MAR 13, 2015

Hopes warm for alien life: Nasa probe finds hot springs on Saturn's moon

WRITTEN BY: Robert Woodard

Hydrothermal activity detected by spacecraft finds that ocean deep below frozen surface of Enceladus is warm and could therefore increase chance of life.

A small moon that circles Saturn harbors a warm water ocean beneath its thick icy crust, according to research that makes the distant body a prime target in the search for life elsewhere.

The discovery means Enceladus, a 300 mile-wide moon of the ringed planet, is the only place beyond Earth that is known to be hydrothermally active, providing a natural heating system for the subsurface ocean.

Nasa's Cassini probe has already mapped out a six-mile-deep saltwater ocean under the frozen south pole of Enceladus, but the latest measurements from the spacecraft go further in revealing the water to be warm, at least in places.
Hsiang-Wen Hsu at the University of Colorado in Boulder said that Enceladus appears to have a hot, porous core that heats the deepest water in the ocean to a temperature of at least 90C. On Earth there are similar hydrothermal vents on ocean floors that might have played a role in the emergence of life billions of years ago.

"A hydrothermal system like this could fulfill the basic criteria to have life: that is energy, nutrients and liquid water," Hsu told the Guardian. "But we don't know if the water was warm enough for long enough.
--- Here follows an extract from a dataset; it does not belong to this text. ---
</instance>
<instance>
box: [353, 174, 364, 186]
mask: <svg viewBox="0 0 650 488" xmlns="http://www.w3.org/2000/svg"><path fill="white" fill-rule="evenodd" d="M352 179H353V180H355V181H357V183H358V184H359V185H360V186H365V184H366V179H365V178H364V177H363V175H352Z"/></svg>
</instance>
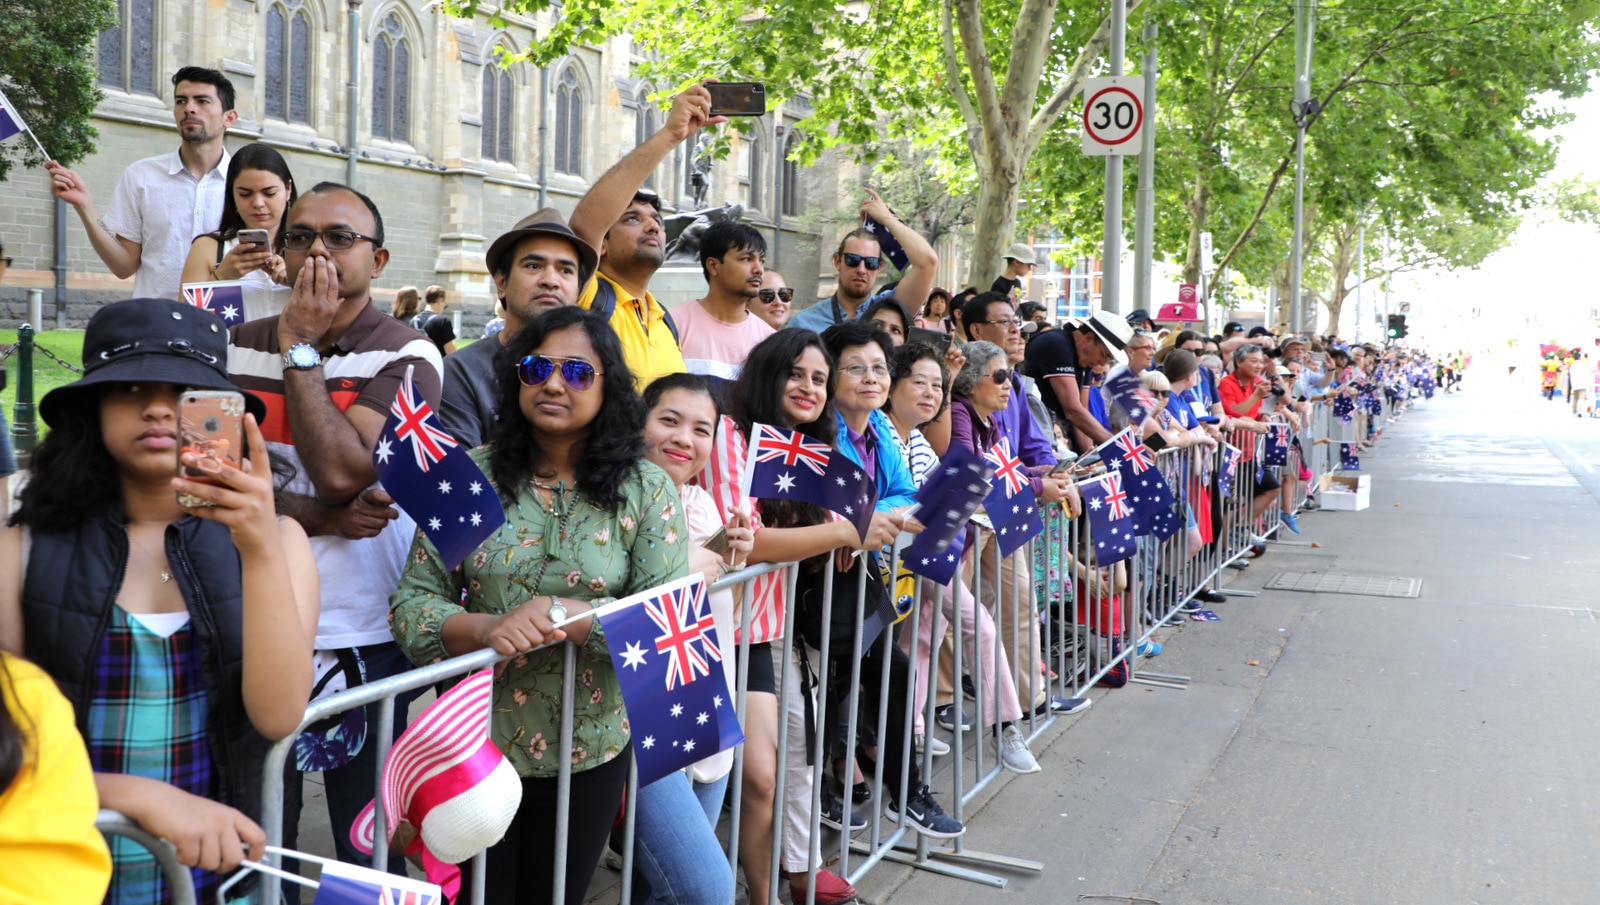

If the temperature wasn't stable, life may not have happened there."

Life would struggle to gain a foothold on Enceladus if it had no internal heating system because the Saturnian moon is too distant to be warmed by the sun.

Hsu and his colleagues reached the conclusion that Enceladus has a warm ocean under 25 miles of icy crust after months of work to trace the origins of tiny particles of silicon dioxide that had been collected by Nasa's Cassini probe.

Using the spacecraft's Cosmic Dust Analyzer, the scientists found that dust particles in one of Saturn's rings came from plumes that erupt from Enceladus. Among them were silica nanoparticles that most probably formed in chemical reactions between the water and rocky core on the ocean floor.
In lab experiments, the scientists confirmed that they could make similar particles by mixing silicon-bearing rocks with water and holding them at high temperature and pressure. The best conditions were salty and alkaline, according to a report in the journal, Nature.

Ralf Srama, a senior author on the study at the University of Stuttgart, said that the hydrothermal activity on Enceladus is happening today, because the particles in the dust are so young, and daily plumes of water vapor and dust are seen spraying out of Enceladus.